For Catholics too young to remember the immediate post-conciliar period, the 60th anniversary of Vatican II offers a chance to relive the past. The Church is going backwards. There is a wide consensus on that. There is disagreement over the precise historical destination.
With increasingly pointed rhetoric, Pope Francis denounces those who commit the “sin of backwardism” — a neologism he coined to characterize those he believes want to go back to before the Second Vatican Council.
The nearly 10-year pontificate of Pope Francis seems, on the other hand, to feel most comfortable in the immediate post-conciliar period of the late 1960s and 1970s — before Veritatis Splendor (1993), the Catechism of the Catholic Church(1992), the theology of the body (1979-1984), Familiaris Consortio (1980) and perhaps even the entire project of St. John Paul II (elected 1978) in stabilizing the Church after a decade of turmoil.
That’s the judgment of Cardinal Angelo Scola, former archbishop of both Milan and Venice, and a leading figure in the Church from the 1970s until his retirement in 2017. He published an interview book, Betting on Freedom: My Life in the Church in November 2021. There, the prelate of long experience and widespread esteem said that the Church is going backwards, ironically pushed by those who incessantly clamor that the Church needs to radically move forward, lest she fall behind contemporary culture. This provokes the “backwardist” reaction that Pope Francis denounces.

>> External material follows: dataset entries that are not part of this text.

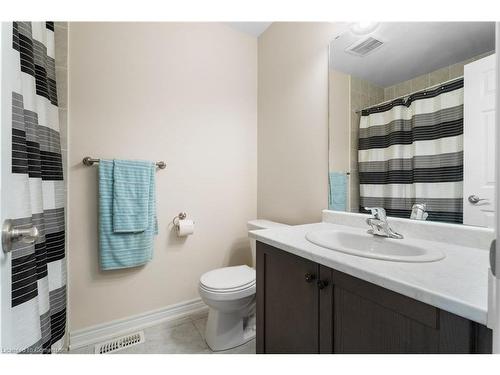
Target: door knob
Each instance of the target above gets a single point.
(322, 284)
(475, 199)
(309, 277)
(11, 235)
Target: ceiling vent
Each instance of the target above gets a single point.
(364, 47)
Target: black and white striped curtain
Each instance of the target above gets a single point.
(35, 320)
(411, 151)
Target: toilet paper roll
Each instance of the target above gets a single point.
(185, 227)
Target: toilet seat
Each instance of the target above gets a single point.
(228, 283)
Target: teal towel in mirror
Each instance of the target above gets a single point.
(338, 191)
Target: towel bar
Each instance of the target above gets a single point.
(88, 161)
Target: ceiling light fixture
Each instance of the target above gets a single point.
(364, 27)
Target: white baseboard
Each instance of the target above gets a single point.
(100, 332)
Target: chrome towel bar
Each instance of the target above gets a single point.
(88, 161)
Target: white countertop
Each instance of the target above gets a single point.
(458, 283)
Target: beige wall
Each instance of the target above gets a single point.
(293, 121)
(183, 93)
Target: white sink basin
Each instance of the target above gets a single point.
(366, 245)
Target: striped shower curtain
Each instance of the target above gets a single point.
(411, 151)
(35, 318)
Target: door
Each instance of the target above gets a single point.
(287, 302)
(479, 142)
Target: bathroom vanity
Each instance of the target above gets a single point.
(316, 300)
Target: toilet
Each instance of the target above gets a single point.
(229, 293)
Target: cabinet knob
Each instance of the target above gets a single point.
(322, 284)
(309, 277)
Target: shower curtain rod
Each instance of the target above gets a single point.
(410, 94)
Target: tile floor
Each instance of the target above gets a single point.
(181, 336)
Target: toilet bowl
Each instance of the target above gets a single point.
(229, 293)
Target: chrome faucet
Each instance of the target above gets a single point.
(379, 225)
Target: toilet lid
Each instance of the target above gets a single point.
(228, 278)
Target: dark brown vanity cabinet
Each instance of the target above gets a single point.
(304, 307)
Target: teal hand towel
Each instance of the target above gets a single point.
(132, 181)
(122, 249)
(338, 191)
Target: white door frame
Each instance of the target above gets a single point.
(496, 318)
(1, 171)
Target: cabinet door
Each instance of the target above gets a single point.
(371, 319)
(287, 302)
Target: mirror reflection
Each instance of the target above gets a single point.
(412, 120)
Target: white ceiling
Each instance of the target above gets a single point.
(252, 28)
(412, 48)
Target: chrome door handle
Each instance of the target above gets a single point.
(475, 199)
(11, 235)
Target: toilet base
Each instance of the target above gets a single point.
(228, 330)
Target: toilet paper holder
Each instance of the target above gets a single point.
(180, 216)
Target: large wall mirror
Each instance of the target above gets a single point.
(412, 120)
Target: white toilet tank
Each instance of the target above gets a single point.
(260, 224)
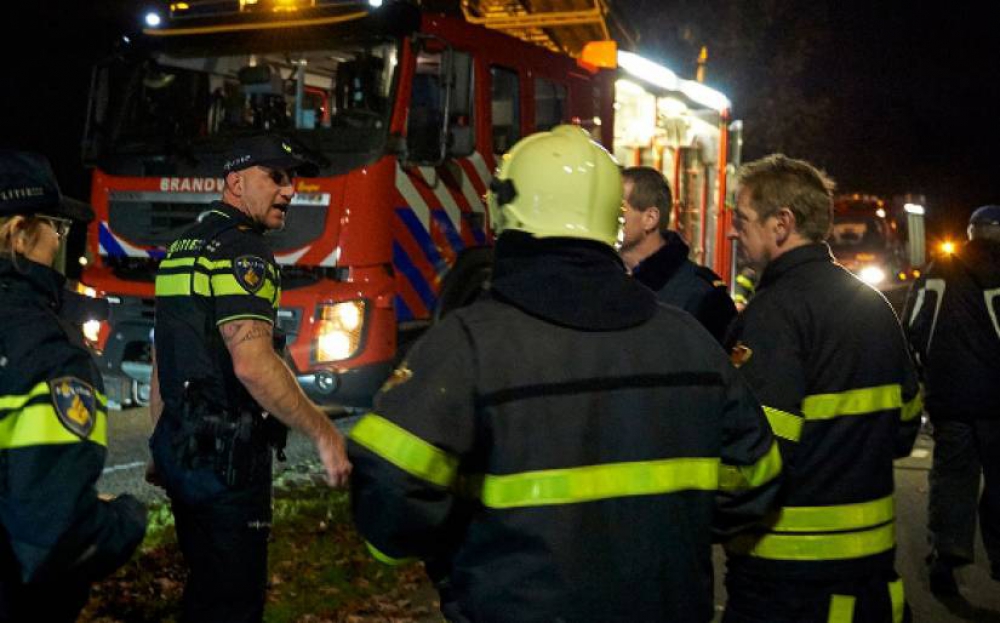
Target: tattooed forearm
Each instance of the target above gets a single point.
(230, 330)
(256, 333)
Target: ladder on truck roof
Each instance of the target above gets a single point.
(560, 25)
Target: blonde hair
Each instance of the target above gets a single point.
(777, 181)
(11, 226)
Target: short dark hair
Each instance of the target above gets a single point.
(777, 181)
(649, 190)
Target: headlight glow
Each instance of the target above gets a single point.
(338, 334)
(872, 275)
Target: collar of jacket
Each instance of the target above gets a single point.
(241, 217)
(982, 258)
(573, 283)
(31, 280)
(657, 269)
(813, 252)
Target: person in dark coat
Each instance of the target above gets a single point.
(57, 535)
(825, 355)
(565, 449)
(952, 324)
(658, 257)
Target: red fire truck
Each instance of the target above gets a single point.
(408, 113)
(882, 242)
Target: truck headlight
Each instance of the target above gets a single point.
(872, 275)
(338, 334)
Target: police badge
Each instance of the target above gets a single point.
(75, 403)
(249, 271)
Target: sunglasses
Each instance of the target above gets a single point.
(60, 225)
(281, 177)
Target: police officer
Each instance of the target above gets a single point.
(219, 384)
(951, 317)
(563, 449)
(826, 356)
(658, 257)
(57, 535)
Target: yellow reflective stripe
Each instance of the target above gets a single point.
(840, 546)
(835, 518)
(841, 609)
(741, 477)
(226, 285)
(897, 596)
(8, 403)
(599, 482)
(853, 402)
(385, 558)
(223, 321)
(176, 262)
(913, 408)
(784, 424)
(405, 450)
(180, 285)
(39, 425)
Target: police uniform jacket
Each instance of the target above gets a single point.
(567, 445)
(952, 323)
(219, 270)
(826, 357)
(53, 443)
(680, 282)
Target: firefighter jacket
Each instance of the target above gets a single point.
(53, 443)
(826, 357)
(680, 282)
(219, 270)
(566, 445)
(952, 323)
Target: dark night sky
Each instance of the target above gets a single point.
(911, 89)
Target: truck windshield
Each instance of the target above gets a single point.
(858, 233)
(179, 101)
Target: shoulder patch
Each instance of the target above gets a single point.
(250, 271)
(75, 403)
(399, 376)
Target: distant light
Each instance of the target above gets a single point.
(872, 275)
(704, 95)
(646, 69)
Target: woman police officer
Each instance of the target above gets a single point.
(56, 534)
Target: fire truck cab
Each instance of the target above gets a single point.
(407, 113)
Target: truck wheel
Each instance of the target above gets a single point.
(465, 281)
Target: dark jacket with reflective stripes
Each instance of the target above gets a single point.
(679, 281)
(953, 324)
(565, 449)
(220, 269)
(53, 527)
(825, 354)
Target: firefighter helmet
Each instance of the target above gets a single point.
(558, 184)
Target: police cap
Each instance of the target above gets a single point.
(28, 186)
(266, 150)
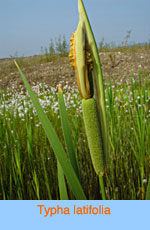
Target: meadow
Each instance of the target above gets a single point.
(28, 167)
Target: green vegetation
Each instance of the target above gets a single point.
(44, 152)
(28, 167)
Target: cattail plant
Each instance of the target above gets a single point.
(84, 58)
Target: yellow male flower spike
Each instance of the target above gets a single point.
(80, 59)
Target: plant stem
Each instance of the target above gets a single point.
(102, 187)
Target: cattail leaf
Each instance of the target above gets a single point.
(93, 134)
(148, 191)
(55, 143)
(61, 183)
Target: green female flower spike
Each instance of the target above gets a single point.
(93, 134)
(97, 78)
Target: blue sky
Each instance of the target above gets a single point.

“To those that think that the Church has fallen behind, I respond that we are rather going backwards, specifically to the epoch of the debates between conservatives and progressives after the Council,” Cardinal Scola wrote. “I am seeing a renewed opposition, with much overexcitement, between guardians of tradition as rigidly understood and the proponents of conforming practices, but also doctrine, to worldly demands.”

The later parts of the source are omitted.